Les Echos – le 27 juillet 2016
Une nation est la construction issue d’une volonté de vivre ensemble et du partage d’une histoire-légende qui résulte d’une histoire collectivement revisitée et significativement embellie : en Angleterre, l’histoire-légende s’est construite sur l’invention de la démocratie parlementaire, fondée sur les droits de l’homme à vivre libre à partir d’une Magna Carta biblisée. En France, elle s’est construite sur la lente édification d’un Etat centralisé favorisant la méritocratie, l’excellence et la citoyenneté avec un moment révolutionnaire idéalisé, dont les épisodes ignobles ont été repeints avec la couleur de la nécessité historique.
L’Angleterre, puisque c’est elle qui a choisi le Brexit contre l’Ecosse et l’Irlande du Nord, a voulu réaffirmer la prééminence de son histoire-légende sur la construction bureaucratique de Jean Monnet, qui a tenté de bâtir subrepticement l’Europe par une série d’avancées négociées largement en secret sans en expliquer l’intérêt et la nécessité à chacun des peuples. Mais surtout le crime des bureaucrates a été de nier par le mépris l’histoire-légende constitutive des peuples de l’Union.
Telle est l’origine du divorce entre les peuples et leurs élites en Europe. Ce divorce ne résulte pas uniquement de l’éloignement des centres de décision vers un Bruxelles bureaucratique, mais aussi, et vraisemblablement surtout, de la négation méprisante affichée par les élites européennes, envers l’histoire-légende des peuples. En France, notamment on ne pourra pas sans limite remettre en cause la méritocratie, la recherche de l’excellence dès l’école et dans la vie publique, et la citoyenneté, qui ne peut tolérer le communautarisme.
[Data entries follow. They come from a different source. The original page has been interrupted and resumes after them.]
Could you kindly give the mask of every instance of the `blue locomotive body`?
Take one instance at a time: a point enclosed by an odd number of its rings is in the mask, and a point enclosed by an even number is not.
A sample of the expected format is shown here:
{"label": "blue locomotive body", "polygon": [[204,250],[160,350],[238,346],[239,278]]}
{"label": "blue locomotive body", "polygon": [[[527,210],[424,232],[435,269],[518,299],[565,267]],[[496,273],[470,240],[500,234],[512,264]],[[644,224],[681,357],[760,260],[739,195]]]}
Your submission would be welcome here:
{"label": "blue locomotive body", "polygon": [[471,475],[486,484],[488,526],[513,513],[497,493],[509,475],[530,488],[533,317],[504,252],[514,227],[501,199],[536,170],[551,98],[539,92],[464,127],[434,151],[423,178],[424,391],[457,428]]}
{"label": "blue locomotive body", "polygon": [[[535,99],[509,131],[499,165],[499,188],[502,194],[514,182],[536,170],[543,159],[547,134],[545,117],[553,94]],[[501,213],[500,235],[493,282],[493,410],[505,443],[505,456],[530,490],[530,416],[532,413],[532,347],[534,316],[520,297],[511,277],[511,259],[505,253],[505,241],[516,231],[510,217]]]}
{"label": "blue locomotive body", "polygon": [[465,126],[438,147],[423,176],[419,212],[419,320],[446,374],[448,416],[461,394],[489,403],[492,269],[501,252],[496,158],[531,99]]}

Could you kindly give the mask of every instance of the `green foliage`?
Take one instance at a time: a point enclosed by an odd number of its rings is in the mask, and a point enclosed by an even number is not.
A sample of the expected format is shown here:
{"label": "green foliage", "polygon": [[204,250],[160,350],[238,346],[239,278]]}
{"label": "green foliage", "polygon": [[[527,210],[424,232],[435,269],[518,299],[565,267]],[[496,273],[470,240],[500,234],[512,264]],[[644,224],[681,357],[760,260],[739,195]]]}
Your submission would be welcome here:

A cette négation de l’histoire-légende des peuples, et donc de leurs attentes profondes, s’ajoute, pour les pays membres de la zone euro, l’échec stratégique de la monnaie unique, même si elle est un apparent succès technique. Imaginée pour favoriser la convergence des performances économiques entre les pays membres, elle est devenue un facteur de divergence entre les pays du nord et du sud de la zone euro. Le niveau de vie des pays du Sud a baissé de 6 à 15 % relativement à celui de l’Allemagne depuis 2007 ! Et cette divergence était prévisible dans la mesure où les institutions de la zone euro sont déficientes : cette monnaie ne pouvait réussir qu’avec un gouvernement économique commun, un budget commun et une coordination fiscale et sociale, toutes conditions de réussite refusées par les négociateurs du traité de Maastricht.
Que faire à présent ? Il est impératif de répondre à trois besoins clefs :
1. Fixer des frontières de l’Union européenne à 27 ou autour d’un noyau dur de pays acceptant de constituer un système commun de gardes-frontières puissamment armés. Ce noyau dur doit au minimum comporter huit pays : la France, l’Allemagne, les trois du Benelux, l’Italie, l’Espagne et le Portugal, plus tous les autres pays acceptant d’avoir une politique commune de l’immigration (qui accepter ou refuser, selon quels critères communs).
2. Adopter une politique économique et stratégique commune (réciprocité dans le commerce international, politique favorisant l’industrie numérique, biotech et robotique avec un effort accru de recherche et d’innovation, système commun d’universités d’excellence).
3. Amorcer un projet de défense européen face aux menaces croissantes contre l’intégrité des peuples européens.
Comment faire ? L’inverse de la méthode des petits pas à la Monnet. Il faut vraiment partir de ce qui est nécessaire pour réussir le rebond de la construction européenne et ne démarrer qu’avec les peuples qui sont prêts aux partages de souveraineté en laissant les autres hors du processus. Mais surtout, les partages de souveraineté doivent s’opérer dans un cadre strictement intergouvernemental respectueux de l’histoire-légende de chaque peuple. La méthode communautaire, bureaucratique, apatride et méprisante pour les peuples est morte.